When my parents were in their 70s, Mother said to my dad, “Honey, you said that we needed to save our money for old age.” And then she asked, “How much older do we have to get?”
Journey with me back to August 1967. It was during our after-church lunch of pot roast—cooked with potatoes, carrots and onions—when Mother asked me a question.
“Where are you going to live your sophomore year at UGA?”
“I’m supposed to live in the fraternity house.”
“I don’t think you will get much studying done there.”
Looking at my dad, she said, “I think he needs an apartment.”
The next morning, we left Jesup before 5 a.m. By 9, we were looking at our first and last college-town apartment. Why? Because the manager told Big Dink, “It’s $200 per month.”
“Two hundred a month!” he gasped. “That’s more than my house payment.”
Turning to me, my dad asked, “Have you ever been in a house trailer?”
“No, sir.”
“Neither have I.”
Minutes later, we pulled into Flamingo Mobile Homes on the Atlanta Highway. Tom Collins showed us a three-bedroom, two-bath model. “Too big. He doesn’t need this much,” my dad said.
Tom took us to a 40-foot, two-bedroom, one-bathroom New Moon. The price was $2,995, plus $125 for a GE washer. Big Dink said, “We’ll take it.” The payments were $61.83 a month. Then, he asked me, “Don’t you have a fraternity brother who could rent the extra bedroom?” Will Shankle jumped at $60 per month. Chalk up another Big Dink lesson on living within your means.
In 1971 Pam and I hauled that New Moon to Jesup. I had a job at the Wayne County Press, salary of $700 per month. Pam made less, teaching first grade at Orange Street Elementary. With her first check, we bought a metal utility building. Her next take-home earnings paid for a dryer to put in the shed. And her third payday bought our first color TV. Thrilled, we agreed, “We don’t need another thing.”
Until two years later.
Our first child was on the way. More space was a necessity. Realtor Nubbin Keith showed us a custom-built brick home for $32,000. I thought, “Whoa, the monthly payments would have to be more than $300.” We settled for a 90-year-old house. Our monthly mortgage was $99.45.

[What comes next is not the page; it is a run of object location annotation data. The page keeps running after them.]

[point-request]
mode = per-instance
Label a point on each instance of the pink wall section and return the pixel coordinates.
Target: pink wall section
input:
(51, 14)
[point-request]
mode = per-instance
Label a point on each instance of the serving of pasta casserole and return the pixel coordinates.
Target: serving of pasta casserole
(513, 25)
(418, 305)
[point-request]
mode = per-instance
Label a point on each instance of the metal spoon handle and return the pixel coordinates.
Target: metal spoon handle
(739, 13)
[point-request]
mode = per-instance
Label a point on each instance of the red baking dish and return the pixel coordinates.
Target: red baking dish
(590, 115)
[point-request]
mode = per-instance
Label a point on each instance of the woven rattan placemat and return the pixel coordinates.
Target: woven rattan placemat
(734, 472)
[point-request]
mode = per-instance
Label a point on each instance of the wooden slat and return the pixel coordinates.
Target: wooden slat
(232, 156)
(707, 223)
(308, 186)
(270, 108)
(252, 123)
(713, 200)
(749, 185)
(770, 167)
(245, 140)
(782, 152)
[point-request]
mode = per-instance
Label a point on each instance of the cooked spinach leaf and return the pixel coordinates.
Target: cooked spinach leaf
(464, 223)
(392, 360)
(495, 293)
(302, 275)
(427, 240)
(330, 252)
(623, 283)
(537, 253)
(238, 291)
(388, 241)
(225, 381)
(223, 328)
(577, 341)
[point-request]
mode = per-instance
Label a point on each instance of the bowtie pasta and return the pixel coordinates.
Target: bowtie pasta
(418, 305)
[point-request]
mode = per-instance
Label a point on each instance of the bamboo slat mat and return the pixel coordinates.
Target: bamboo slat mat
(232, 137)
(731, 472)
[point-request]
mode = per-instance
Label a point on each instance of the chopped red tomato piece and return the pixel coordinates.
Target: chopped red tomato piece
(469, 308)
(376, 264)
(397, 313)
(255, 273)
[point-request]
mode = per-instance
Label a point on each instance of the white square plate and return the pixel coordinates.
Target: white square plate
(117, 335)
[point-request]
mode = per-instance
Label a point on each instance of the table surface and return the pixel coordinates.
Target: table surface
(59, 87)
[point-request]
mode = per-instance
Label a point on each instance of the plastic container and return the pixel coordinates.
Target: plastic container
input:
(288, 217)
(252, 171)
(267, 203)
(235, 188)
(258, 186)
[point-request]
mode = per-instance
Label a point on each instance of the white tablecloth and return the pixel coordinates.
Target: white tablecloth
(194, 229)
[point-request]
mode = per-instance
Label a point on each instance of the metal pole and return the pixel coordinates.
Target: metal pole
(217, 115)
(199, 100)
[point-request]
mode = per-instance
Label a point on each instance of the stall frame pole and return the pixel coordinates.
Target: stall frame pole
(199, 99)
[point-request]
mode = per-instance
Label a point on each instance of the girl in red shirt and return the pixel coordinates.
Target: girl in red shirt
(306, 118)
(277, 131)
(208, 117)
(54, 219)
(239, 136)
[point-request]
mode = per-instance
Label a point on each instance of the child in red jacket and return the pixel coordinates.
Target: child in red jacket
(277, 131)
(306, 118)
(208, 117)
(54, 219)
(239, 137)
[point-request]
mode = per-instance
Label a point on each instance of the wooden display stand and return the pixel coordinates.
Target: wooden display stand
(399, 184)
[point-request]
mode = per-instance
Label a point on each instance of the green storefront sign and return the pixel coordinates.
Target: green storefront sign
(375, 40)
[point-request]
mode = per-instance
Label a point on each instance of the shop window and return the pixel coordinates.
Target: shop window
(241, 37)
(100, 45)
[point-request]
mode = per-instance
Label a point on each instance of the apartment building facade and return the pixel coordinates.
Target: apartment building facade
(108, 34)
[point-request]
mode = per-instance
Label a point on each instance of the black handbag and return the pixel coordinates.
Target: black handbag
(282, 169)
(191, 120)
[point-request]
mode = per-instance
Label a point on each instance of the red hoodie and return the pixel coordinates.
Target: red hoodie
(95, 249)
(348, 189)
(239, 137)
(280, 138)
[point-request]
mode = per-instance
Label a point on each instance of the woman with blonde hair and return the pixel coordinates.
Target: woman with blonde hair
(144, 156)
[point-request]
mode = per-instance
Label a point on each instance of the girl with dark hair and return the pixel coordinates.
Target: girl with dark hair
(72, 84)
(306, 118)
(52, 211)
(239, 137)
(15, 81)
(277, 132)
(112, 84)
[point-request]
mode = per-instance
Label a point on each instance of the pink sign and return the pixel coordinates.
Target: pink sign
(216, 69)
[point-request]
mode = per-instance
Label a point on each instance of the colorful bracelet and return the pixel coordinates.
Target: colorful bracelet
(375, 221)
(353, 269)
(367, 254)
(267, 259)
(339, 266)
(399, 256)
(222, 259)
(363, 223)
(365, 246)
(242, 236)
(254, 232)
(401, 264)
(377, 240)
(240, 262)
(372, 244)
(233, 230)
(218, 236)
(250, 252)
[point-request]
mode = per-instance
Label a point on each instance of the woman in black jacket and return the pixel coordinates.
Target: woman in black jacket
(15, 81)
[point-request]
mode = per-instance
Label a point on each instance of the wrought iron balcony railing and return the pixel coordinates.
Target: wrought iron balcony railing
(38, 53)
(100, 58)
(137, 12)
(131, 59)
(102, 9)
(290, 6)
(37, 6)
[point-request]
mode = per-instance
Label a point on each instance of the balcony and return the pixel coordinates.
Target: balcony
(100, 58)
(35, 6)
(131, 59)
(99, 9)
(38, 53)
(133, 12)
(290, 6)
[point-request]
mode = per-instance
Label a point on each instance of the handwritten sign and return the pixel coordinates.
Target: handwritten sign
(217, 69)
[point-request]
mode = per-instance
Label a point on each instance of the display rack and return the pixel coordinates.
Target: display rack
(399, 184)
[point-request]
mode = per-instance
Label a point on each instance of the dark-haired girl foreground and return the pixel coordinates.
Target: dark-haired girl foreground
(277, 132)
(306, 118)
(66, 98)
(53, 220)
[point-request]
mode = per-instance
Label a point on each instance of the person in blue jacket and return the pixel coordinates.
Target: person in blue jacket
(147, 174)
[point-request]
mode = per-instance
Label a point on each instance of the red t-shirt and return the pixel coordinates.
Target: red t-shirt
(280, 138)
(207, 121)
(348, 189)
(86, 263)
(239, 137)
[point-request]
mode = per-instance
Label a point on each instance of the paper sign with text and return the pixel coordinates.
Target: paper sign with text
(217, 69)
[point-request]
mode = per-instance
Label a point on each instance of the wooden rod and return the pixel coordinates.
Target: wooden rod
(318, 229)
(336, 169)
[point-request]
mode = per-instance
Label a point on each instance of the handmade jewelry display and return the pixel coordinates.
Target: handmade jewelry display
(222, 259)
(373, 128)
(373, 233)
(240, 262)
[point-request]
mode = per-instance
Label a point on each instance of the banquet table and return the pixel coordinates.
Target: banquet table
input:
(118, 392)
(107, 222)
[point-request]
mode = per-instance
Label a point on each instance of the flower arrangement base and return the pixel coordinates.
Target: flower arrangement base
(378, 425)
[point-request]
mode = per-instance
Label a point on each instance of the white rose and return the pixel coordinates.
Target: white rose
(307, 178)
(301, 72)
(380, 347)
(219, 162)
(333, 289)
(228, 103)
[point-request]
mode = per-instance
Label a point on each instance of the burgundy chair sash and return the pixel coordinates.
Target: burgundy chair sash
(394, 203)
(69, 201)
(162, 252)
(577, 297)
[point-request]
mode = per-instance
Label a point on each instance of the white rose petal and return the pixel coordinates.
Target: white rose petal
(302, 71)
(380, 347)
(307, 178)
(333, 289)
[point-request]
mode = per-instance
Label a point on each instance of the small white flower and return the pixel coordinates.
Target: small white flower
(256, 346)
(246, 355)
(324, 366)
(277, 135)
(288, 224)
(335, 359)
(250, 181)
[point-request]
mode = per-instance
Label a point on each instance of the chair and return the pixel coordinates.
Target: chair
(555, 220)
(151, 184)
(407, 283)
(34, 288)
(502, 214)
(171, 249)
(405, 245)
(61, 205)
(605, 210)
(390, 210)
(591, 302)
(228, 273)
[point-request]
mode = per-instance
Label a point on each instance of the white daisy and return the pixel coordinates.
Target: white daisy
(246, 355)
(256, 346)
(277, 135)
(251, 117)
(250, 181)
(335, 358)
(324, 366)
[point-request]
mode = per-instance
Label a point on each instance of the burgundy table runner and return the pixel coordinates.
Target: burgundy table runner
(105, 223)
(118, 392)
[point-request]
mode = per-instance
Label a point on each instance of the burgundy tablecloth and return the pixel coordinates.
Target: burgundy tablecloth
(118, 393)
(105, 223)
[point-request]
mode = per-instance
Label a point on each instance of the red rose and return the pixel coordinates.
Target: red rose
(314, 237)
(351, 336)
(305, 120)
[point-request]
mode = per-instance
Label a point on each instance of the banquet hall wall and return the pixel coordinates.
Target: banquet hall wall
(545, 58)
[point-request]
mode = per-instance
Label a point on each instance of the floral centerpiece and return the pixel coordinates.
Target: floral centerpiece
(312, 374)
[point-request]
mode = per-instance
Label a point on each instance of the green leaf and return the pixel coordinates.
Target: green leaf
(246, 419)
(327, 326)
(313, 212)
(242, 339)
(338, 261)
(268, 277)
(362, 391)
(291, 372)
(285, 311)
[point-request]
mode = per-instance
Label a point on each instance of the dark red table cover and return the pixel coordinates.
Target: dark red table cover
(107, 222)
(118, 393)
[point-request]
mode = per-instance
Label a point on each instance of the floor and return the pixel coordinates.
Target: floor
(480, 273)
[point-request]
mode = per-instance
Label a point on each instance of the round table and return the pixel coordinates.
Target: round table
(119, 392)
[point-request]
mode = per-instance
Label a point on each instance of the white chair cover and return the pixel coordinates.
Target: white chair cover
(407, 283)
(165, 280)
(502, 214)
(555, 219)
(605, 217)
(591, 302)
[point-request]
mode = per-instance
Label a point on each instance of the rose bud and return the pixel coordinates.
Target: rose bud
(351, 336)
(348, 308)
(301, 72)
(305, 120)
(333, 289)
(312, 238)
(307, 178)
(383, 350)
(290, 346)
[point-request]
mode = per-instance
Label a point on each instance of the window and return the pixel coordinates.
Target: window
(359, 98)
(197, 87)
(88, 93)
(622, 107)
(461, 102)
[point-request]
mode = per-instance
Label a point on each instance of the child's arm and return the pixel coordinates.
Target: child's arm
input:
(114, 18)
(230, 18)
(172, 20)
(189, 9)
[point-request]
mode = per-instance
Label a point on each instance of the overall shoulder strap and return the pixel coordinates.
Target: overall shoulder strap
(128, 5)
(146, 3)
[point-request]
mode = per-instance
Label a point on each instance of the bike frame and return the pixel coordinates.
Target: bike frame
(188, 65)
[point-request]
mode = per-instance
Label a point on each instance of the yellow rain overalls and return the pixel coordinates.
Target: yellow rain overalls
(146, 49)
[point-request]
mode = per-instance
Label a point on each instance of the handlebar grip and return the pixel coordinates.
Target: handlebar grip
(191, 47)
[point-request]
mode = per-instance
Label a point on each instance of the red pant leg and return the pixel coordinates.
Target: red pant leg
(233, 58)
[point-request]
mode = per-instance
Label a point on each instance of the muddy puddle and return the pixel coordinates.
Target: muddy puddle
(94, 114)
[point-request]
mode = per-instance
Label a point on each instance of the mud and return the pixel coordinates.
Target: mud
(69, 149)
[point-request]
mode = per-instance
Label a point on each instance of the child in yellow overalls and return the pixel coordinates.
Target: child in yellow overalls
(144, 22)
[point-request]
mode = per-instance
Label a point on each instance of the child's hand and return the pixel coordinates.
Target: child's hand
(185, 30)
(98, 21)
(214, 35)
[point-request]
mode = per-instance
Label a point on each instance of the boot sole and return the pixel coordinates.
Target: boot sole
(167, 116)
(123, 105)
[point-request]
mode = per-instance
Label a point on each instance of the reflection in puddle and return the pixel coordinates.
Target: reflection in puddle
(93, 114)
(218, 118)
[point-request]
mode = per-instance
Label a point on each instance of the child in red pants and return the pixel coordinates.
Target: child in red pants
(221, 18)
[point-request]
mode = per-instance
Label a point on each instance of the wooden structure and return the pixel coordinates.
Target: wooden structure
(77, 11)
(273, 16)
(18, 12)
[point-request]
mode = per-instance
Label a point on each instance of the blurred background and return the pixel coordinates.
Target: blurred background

And then we wanted a new car. I told banker Linton Lewis that our car payment couldn’t be more than our mortgage. He asked, “How does $98.50 sound?” I parked a 1974 Pontiac Grand Prix, silver with a black half-vinyl top, in our Brunswick Street backyard.
If my dad were alive today, he’d be 104.
But Big Dink’s health would be in peril.
Today’s “unaffordability” would surely give him a heart attack.